IBM and the EU are collaborating on a massive effort to digitize rare historical texts using new text-recognition and crowd-computing technologies.
IBM and the
European Union are teaming up to digitize a massive number of rare and
culturally significant historical texts. The initiative, called IMPACT
(IMProving ACcess to Text) will provide new technologies to institutions across
Europe that will enable them to efficiently digitize their historical
collections, which will become available, editable and searchable online.
At
the core of IMPACT's research is new Web-enabled adaptive optical character
recognition (OCR) software. The software is equipped with crowd-computing
technology, a model in which individuals enhance a product by providing their
unique knowledge and expertise. The popular Website Wikipedia is an example of
crowd-computing. Combined, crowd-computing and OCR will allow institutions to
digitize idiosyncratic fonts, irregularities and vocabularies while reducing
error rates by 35 percent and substitution rates by 75 percent.
"IMPACT
is remarkable in that it not only allows these prominent centers of culture to
ultimately bring people closer to perhaps-never-before-seen historically
significant texts of heritage -- but because it actually allows these
people to become part of the preservation process," Tal Drory of IBM
Research in Haifa, Israel, wrote in a statement.
"IMPACT
offers the first digitization system that combines the power of crowd computing
with an adaptive optical character recognition (OCR) correction solution that
can achieve excellent recognition rates across all kinds of documents - from
the 15th century right up through the 19th century," Drory added.
Today's
OCR engines work well with modern printed texts, but faded ink, historical
typefaces and damage can lower recognition rates by 50 percent. Manual
post-production review becomes necessary for historical texts, but it is
time-consuming and inefficient. The IMPACT project aims to lower the need for
manual review.
"The
only way to make a large-scale digitization project work is to dramatically
improve the quality of the initial OCR, and cut down post-processing tasks as
much as possible," said Hildelies Balk, Head of European Projects at
Koninklijke Bibliotheek and leader for the IMPACT consortium, in a statement.

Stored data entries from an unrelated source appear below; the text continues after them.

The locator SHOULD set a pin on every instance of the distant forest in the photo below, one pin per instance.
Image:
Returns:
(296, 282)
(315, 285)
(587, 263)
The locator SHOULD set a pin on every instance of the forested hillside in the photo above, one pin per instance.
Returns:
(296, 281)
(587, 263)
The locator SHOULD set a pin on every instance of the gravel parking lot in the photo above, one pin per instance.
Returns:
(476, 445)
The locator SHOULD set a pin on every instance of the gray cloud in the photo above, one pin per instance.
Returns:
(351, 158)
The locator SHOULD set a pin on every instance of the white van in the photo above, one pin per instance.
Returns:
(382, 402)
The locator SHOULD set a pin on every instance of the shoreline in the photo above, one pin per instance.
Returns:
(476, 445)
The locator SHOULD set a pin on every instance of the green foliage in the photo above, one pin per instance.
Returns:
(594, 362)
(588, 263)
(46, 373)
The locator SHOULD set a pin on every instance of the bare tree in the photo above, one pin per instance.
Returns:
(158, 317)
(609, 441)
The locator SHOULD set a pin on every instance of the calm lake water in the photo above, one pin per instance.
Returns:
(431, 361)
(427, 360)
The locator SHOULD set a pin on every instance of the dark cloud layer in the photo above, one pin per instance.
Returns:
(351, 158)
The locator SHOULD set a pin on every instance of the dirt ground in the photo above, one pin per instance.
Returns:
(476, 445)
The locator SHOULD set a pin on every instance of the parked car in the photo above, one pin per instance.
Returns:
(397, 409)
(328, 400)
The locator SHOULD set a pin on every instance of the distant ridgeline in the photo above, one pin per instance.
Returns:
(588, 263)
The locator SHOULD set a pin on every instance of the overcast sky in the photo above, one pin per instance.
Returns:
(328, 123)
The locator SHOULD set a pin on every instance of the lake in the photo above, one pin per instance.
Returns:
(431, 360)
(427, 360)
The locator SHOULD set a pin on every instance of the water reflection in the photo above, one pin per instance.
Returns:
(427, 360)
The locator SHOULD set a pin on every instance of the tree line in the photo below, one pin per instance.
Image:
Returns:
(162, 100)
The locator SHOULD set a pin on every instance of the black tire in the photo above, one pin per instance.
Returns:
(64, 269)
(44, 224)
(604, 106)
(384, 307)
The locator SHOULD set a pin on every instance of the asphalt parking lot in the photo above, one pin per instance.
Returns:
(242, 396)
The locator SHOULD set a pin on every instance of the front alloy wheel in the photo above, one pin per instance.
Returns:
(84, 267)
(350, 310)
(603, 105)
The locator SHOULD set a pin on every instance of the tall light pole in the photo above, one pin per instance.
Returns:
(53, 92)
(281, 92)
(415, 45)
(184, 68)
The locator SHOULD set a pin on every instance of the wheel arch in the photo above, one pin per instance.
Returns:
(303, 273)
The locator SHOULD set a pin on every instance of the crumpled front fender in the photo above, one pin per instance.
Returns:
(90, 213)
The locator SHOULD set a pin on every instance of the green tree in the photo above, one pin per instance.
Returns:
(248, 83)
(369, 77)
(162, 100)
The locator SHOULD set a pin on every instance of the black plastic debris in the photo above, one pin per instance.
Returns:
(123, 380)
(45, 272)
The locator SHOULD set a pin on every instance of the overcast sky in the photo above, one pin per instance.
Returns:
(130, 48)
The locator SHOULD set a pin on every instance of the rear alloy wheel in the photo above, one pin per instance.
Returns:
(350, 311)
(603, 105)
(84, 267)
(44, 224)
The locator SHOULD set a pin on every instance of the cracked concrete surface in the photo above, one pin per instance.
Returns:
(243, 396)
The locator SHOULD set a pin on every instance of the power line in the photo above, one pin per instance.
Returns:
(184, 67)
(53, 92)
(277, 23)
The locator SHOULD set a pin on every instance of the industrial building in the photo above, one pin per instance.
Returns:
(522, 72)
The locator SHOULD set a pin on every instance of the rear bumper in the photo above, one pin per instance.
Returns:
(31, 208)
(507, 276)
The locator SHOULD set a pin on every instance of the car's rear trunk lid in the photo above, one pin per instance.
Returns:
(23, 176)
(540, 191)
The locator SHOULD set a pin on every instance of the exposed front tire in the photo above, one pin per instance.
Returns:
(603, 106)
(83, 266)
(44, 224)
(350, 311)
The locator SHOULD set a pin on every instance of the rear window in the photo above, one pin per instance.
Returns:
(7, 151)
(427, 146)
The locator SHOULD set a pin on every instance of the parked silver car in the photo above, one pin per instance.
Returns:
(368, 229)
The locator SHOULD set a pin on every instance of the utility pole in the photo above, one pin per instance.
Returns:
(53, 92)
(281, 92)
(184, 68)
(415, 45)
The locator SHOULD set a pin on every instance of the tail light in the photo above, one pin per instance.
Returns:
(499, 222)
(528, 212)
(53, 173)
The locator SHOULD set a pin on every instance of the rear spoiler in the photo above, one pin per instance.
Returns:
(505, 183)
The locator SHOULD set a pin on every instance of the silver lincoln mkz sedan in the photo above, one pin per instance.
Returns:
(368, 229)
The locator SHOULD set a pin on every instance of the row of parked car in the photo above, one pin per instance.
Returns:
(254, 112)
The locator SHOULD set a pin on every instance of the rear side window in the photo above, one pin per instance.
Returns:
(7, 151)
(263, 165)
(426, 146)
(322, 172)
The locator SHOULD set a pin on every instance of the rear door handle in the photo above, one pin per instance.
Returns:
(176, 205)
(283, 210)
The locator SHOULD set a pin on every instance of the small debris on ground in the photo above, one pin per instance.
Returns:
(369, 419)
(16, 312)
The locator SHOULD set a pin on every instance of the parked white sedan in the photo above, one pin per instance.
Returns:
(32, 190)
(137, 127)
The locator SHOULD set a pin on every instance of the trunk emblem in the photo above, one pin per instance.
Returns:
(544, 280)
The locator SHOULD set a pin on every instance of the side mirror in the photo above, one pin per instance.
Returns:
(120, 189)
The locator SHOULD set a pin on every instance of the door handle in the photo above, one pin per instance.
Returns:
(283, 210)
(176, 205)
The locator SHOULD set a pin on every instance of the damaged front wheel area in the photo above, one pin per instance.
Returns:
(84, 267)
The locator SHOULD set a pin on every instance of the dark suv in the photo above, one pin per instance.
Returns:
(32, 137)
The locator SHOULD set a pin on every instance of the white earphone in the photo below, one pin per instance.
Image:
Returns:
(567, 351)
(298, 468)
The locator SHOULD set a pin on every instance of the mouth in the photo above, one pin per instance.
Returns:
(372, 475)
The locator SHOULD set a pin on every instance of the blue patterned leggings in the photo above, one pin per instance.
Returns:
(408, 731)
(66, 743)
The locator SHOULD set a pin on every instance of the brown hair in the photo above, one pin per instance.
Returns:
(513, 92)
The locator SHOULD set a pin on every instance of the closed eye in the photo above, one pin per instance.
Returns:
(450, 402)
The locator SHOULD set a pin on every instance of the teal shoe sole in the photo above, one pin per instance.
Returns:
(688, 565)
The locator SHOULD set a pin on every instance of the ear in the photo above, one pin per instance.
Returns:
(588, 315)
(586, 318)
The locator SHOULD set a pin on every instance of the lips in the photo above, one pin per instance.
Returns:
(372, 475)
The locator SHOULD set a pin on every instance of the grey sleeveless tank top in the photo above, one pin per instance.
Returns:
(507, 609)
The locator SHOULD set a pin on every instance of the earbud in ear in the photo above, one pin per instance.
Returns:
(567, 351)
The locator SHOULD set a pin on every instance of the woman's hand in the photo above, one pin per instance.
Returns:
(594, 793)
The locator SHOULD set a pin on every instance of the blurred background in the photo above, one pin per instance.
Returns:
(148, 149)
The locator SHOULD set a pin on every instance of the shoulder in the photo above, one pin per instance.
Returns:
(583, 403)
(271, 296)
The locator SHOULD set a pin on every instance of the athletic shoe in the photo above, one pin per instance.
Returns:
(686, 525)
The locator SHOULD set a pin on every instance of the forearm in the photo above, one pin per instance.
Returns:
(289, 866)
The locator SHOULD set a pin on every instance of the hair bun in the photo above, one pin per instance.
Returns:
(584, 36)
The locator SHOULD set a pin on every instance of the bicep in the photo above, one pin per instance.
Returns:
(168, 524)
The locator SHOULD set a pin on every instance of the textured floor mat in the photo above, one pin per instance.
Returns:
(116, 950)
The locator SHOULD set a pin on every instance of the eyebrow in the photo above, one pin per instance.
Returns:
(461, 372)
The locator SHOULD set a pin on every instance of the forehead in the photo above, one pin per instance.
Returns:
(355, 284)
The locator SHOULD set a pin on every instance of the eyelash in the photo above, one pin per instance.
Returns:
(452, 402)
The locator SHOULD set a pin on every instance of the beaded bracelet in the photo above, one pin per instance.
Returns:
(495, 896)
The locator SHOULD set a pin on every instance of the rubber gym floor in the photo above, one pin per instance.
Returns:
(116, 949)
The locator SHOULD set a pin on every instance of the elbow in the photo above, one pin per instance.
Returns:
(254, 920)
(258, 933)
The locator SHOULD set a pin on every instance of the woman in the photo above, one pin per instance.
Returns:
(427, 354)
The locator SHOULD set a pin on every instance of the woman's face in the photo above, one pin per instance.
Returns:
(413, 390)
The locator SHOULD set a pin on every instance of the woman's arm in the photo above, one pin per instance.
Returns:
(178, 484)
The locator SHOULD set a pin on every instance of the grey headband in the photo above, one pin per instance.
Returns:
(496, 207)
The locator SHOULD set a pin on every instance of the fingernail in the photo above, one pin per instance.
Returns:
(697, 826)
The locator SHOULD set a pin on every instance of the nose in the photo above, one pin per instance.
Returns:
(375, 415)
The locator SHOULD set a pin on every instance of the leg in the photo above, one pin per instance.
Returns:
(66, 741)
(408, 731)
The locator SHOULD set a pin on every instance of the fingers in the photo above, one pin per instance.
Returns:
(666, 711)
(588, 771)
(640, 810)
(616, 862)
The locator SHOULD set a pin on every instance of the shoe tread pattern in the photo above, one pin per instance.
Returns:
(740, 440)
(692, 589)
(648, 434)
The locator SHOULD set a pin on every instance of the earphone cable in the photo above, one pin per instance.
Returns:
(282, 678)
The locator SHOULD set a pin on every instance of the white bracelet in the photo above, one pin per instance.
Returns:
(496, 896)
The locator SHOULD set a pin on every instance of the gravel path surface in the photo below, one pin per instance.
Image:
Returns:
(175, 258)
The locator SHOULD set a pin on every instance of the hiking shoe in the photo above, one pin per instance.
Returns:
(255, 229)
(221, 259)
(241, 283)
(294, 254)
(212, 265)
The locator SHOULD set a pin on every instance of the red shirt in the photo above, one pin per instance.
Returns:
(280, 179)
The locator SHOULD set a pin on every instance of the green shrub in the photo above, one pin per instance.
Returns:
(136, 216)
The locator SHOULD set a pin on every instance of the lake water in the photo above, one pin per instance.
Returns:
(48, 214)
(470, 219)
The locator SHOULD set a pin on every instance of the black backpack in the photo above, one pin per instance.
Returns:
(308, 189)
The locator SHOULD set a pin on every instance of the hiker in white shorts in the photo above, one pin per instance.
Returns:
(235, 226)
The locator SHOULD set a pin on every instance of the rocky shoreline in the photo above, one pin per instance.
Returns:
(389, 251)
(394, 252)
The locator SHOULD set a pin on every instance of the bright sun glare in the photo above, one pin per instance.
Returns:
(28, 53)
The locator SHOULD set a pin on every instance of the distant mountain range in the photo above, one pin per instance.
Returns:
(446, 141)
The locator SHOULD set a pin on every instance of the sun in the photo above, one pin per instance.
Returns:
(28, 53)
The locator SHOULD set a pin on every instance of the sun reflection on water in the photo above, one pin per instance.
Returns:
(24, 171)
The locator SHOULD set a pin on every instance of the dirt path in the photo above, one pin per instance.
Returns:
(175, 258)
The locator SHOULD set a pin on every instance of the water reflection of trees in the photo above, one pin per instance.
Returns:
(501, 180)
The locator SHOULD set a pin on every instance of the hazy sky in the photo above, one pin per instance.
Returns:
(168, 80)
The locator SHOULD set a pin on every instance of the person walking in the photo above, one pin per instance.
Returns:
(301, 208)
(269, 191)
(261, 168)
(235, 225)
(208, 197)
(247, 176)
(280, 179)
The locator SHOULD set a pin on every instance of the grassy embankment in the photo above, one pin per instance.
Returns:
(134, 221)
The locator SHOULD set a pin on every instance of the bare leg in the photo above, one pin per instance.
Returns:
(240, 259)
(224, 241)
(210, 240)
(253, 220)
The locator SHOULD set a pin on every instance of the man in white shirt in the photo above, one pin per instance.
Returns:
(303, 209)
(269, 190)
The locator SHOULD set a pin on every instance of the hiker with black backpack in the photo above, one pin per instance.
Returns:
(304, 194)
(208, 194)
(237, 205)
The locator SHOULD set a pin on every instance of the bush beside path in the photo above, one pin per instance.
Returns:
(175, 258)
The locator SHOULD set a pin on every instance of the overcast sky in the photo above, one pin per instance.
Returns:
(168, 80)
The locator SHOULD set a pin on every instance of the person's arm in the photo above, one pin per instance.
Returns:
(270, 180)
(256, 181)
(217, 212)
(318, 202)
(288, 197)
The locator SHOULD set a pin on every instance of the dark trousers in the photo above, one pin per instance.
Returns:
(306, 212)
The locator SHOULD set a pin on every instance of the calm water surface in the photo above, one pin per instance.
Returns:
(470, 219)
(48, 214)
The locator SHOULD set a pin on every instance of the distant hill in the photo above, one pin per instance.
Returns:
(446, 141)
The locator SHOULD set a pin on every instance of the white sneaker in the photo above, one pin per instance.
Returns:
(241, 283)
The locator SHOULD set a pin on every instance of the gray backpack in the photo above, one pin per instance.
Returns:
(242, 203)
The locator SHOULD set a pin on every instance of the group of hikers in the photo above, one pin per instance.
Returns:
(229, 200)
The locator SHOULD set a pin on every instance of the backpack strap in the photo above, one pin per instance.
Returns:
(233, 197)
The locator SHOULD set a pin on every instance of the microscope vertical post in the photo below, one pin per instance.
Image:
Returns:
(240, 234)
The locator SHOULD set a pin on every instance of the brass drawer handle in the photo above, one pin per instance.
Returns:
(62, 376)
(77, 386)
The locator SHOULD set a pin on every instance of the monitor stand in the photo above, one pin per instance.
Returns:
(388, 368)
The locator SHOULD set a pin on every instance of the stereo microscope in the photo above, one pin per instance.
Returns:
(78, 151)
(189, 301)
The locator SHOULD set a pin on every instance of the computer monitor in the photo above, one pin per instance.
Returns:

"With IMPACT, we're expecting to see remarkable increases in productivity
in the digitization process."
A
new collaborative correction system, designed by IBM, will allow volunteers
across Europe to correct mistakes online. The technology simplifies and speeds
up the correction process by allowing users to key in corrections. The system
will also compile lists of questionable words, which volunteers will be able to
accept or reject with just one keystroke.
A
small book that would take four hours to input manually would take just 15
minutes with the adaptive OCR and collaborative technology.
With
IMPACT, IBM and EU are further expanding their research partnership, which
already includes more than two-dozen national libraries, research institutes,
universities, and companies across Europe. Other companies are competing to
create IT solutions for research institutions. Microsoft, for example, has
built a searchable
electronic archive
for the state of Washington, and HP has created a digital library for the
Massachusetts Institute of Technology.